Weil wir schon bei Moulin Rouge sind: Ich ärgerte mich damals schon darüber, dass diese Produktion zwar für den Oscar als bester Film nominiert war, ihn aber dann nicht erhielt, während das weitaus weniger spektakuläre Chicago (2002) ein Jahr später mit dem begehrten Filmpreis belohnt wurde, ihn aber meiner Meinung nach weniger verdiente. Genauso geht es mir leider mit La La Land, welcher bei der diesjährigen Oscarverleihung voraussichtlich in mehreren Kategorien absahnen wird.
Fazit
Um Stephen King zu zitieren: Das Wichtigste an einer Geschichte ist ihr Ende ( The Secret Window)
Ich gehe noch einen Schritt weiter und sage: Das Wichtigste an einer Geschichte sind ihr Anfang und ihr Ende.

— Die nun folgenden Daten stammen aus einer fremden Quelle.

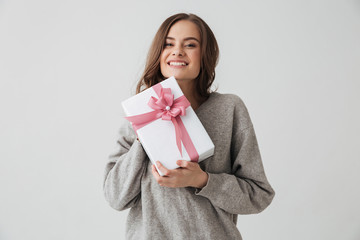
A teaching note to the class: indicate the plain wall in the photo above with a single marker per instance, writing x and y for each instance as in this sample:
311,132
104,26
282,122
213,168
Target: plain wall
65,66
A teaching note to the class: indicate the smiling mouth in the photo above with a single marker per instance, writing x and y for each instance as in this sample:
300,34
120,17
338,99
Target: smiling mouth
177,63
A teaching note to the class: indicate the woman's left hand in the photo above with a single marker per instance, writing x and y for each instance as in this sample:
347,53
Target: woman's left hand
188,175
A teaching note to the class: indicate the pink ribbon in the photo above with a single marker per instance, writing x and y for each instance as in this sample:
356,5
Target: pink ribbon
168,109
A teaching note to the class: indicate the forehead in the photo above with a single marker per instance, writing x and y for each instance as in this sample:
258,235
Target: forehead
184,29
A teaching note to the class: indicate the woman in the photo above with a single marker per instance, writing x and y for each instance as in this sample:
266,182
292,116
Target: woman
196,200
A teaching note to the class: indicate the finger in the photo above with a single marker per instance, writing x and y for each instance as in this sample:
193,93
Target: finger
184,163
154,172
163,169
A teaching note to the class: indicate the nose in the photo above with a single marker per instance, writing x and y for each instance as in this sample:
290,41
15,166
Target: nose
178,52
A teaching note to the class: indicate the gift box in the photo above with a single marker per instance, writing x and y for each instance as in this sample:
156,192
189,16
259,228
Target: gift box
167,126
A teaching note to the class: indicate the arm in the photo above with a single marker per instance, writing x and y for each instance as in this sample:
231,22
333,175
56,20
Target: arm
123,172
246,190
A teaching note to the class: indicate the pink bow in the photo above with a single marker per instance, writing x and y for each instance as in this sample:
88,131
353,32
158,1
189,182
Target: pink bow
168,109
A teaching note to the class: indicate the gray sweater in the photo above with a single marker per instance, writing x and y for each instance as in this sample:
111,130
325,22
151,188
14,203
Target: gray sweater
237,183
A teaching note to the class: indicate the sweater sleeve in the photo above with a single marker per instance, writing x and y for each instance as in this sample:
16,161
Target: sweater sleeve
246,190
123,172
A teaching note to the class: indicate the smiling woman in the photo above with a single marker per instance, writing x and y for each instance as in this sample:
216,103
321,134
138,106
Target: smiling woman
196,200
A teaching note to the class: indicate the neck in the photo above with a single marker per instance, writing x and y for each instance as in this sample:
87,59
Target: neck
191,94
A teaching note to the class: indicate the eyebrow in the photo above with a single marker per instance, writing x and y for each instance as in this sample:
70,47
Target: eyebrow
188,38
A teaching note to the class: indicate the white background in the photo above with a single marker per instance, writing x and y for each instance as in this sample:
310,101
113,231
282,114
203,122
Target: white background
65,66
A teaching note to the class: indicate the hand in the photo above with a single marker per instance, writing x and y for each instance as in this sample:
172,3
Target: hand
188,175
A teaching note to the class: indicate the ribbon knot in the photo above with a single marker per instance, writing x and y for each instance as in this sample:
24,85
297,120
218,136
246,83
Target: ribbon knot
169,109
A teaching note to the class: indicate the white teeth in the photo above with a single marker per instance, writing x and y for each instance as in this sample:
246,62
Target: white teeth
177,64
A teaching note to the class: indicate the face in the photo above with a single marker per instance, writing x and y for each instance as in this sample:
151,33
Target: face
181,55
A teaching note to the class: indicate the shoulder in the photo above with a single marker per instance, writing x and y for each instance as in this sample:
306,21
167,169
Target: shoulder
232,106
229,100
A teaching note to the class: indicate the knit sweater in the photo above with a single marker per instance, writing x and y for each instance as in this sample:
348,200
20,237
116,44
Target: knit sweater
237,183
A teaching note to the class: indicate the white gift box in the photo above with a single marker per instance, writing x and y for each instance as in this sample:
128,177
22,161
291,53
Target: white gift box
158,138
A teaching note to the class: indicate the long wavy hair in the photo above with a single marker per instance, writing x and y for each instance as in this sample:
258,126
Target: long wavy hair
209,55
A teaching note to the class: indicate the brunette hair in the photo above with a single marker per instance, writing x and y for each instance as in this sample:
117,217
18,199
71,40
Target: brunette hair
209,55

Geht der Anfang daneben, so dauert es am Ende ziemlich lang mich als Zuseherin in den Bann zu ziehen. Da kann das Ende auch noch so cool gemacht sein. Irgendwie funktioniert die Geschichte dann nicht mehr ganz so wie sie von ihren Schöpfern gedacht ist.
Mir ist bewußt, dass es viele ZuseherInnen gibt, welche dieses Problem nicht hatten und den Film von Anfang bis Ende gut fanden. Dies sei ihnen auch gegönnt. Ich kann verstehen warum man diesen Film liebt. Für mich hat’s halt einfach in der Form nicht gefunkt.
Das Gesamtwerk ist aber weder genial noch genial dabeben. Ich vergebe an La La Land daher melodiöse 3 von 5 Krokis, welche sich aus dem Mittelwert eines Hollywood-Kitschendes mit 3,5 Punkten plus eines kühlen Realitätsendes mit 2,5 Punkten ergeben.